Another admirable thing about The Savage Report: 1994 is the focus on self-potentializing, which itself was a mainstay of ‘70s sci-fi. Jack and his colleagues spend a goodly portion of the narrative boosting their reaction times and whatnot via popping pills; “stims,” as Rheingold calls them – neurostims to help them think more clearly, a muscle stim that Smoky takes that makes her run so fast that she plows through a rock wall, and etc. Heavy focus is also placed on meditation and yoga, but then this comes off a bit goofy when a captured Jack assumes a yoga position when faced with his captors, in an effort to protect his thoughts from the expected mental probing. It’s a bit hard to imagine say James Bond settling into a lotus position when confronted by Blofeld.

Again though, this is just another example of how the two thrusts of the novel don’t work together, the action stuff and the New Age/better tomorrow stuff. Another problem with the book is the characters. In short, none of them are likable. Jack is the typical men’s adventure protagonist, so nothing surprising there. But Eve comes off as shallow and manipulative, not to mention arrogant. We’re constantly told how popular and respected she is, but she does nothing really to make us understand why she’s so esteemed. And Smoky doesn’t do much other than save Jack, have sex with him (usually right after saving him), or trade banter with Eve – the two have a bit of hostility toward one another, and Rheingold intimates this is because they both like Jack.
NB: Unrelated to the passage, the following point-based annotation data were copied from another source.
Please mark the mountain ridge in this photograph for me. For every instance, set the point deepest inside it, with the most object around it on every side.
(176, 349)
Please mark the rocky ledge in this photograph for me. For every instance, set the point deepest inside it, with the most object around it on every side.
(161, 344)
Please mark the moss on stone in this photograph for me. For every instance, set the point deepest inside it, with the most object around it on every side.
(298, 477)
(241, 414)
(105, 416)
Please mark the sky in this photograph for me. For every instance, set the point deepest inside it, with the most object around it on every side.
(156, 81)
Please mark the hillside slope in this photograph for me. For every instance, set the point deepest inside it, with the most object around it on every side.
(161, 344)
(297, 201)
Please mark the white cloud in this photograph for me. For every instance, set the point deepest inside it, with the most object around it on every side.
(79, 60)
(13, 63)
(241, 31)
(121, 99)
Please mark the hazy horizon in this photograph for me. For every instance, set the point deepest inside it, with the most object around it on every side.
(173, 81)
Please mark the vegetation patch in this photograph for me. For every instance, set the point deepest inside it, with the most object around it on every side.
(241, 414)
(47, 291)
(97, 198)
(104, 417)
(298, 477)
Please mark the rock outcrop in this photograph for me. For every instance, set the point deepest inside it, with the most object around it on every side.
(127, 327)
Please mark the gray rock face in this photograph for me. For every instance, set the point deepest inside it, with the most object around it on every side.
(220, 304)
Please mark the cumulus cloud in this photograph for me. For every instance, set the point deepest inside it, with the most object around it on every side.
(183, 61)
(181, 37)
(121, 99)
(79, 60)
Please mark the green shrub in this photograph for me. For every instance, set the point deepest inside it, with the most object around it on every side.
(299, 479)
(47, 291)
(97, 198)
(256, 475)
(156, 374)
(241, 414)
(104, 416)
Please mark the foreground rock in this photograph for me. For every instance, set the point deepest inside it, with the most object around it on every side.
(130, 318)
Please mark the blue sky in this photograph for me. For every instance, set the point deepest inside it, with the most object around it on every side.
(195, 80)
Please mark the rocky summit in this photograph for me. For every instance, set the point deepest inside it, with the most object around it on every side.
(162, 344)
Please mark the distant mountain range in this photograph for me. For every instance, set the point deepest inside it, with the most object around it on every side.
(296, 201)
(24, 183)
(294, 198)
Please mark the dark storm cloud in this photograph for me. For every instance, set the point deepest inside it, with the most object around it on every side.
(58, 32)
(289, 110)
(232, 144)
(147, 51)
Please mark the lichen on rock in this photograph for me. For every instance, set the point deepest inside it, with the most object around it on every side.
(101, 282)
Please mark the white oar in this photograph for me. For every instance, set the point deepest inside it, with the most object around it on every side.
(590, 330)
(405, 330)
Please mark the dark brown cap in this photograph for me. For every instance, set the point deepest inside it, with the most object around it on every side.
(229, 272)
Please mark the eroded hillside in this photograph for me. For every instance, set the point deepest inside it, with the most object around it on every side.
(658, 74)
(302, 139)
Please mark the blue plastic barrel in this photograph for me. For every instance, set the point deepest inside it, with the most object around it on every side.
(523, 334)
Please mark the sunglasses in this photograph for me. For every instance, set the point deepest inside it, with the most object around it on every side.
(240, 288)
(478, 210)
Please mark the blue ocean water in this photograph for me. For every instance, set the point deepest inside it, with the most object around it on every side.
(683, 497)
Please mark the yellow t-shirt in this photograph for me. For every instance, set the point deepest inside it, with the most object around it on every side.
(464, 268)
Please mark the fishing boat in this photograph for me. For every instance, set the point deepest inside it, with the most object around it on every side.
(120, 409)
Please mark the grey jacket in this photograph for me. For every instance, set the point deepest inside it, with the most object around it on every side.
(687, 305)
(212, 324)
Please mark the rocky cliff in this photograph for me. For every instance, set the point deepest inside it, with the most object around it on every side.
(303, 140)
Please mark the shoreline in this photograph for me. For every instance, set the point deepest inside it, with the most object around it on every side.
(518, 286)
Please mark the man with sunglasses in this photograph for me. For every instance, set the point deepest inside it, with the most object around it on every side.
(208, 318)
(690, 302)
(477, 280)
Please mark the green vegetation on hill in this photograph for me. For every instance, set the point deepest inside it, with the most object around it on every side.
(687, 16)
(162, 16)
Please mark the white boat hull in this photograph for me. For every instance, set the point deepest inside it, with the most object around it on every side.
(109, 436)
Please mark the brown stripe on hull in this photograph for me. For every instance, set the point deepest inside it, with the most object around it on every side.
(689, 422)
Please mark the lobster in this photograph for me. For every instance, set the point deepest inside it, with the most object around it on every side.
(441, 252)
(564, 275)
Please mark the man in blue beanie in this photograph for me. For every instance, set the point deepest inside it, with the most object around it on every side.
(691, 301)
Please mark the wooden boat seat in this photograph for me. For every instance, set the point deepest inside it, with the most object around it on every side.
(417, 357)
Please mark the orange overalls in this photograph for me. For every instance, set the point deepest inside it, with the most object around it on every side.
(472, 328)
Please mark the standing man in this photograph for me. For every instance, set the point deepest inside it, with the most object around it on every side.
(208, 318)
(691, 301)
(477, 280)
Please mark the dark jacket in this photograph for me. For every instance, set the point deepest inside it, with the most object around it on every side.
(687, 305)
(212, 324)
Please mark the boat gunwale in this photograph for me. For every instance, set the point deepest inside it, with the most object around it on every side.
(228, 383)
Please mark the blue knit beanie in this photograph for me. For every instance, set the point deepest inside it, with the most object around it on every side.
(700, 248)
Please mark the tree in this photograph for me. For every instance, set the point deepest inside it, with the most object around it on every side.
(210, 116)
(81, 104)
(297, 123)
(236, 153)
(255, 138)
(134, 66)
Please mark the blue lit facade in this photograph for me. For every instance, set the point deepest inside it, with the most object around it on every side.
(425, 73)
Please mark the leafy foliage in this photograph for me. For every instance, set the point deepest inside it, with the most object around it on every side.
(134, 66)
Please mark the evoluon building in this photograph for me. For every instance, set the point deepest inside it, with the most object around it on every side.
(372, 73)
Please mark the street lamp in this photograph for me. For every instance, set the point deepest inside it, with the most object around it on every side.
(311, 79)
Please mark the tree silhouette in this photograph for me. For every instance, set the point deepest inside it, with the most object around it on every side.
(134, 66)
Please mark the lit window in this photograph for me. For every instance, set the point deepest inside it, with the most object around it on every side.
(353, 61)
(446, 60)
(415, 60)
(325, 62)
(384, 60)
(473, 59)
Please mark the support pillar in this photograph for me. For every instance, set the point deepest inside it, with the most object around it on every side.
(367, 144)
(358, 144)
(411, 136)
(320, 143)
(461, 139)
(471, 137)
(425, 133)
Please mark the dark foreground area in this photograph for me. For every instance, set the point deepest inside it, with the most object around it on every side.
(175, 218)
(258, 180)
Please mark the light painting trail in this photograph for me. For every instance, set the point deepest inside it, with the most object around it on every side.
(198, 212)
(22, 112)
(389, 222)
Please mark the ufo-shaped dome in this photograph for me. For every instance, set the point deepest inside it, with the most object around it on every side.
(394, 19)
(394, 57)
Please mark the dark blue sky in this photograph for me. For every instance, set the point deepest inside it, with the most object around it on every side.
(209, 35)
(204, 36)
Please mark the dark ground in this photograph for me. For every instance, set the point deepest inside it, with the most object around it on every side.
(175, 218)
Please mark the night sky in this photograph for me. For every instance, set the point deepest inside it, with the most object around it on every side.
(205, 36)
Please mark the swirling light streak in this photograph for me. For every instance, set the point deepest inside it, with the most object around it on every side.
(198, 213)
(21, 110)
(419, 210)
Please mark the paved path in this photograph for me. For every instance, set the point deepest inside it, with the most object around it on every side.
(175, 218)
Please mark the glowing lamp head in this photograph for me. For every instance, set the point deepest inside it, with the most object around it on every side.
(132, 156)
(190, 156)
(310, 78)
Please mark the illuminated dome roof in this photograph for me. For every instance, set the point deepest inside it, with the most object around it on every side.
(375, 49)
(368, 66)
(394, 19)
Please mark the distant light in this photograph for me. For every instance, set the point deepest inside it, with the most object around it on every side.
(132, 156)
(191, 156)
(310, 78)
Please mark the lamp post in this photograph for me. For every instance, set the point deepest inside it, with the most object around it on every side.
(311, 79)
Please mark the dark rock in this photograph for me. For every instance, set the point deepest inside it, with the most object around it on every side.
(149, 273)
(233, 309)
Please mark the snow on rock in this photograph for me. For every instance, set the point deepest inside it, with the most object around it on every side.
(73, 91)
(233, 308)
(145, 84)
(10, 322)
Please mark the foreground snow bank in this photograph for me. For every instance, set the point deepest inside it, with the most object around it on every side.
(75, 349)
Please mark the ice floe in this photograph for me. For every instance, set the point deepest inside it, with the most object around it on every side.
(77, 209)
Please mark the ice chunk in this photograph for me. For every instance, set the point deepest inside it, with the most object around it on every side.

In addition to the stim-popping, yoga-practicing, and politicking, Rheingold also adds a little sex and violence. There are just a few action scenes, the most memorable being where Jack and Smoky defend themselves against black-garbed assassins, killing the lot of them…and then having sex right there amid the carnage. Rheingold combines sex and violence again later in the tale, when Smoky frees Jack from a cell deep within a cave; Smoky informs Jack that the muscle-boosting stim she used to run through the rock wall has some rather unexpected side-effects. Rheingold gets a bit purple in the sex scenes, which makes it all the more enjoyable.

Because in the end, that’s the one word to describe this goofy book: “enjoyable.” I mean, you could bash Rheingold for concocting such an impossible 1994, mock him in retrospect. But I respect it when an author just gets out there, and in its own way The Savage Report: 1994 is like a more action-focused, pulpy take on Shea and Wilson’s Illuminatus! trilogy. Not as good, but similar, even with a bit of an occult/metaphysical streak. (No fnords, though. At least, none that I could see…)

So yeah, it’s rough and it’s wild, and at around 220 or so pages it’s a bit too long for its own good. And yet, it’s also too bad that the next volume, The War of the Gurus, was the last one. But I’ve got it, and I look forward to reading it for another blast of retro-futuristic, stim-popping sci-fi.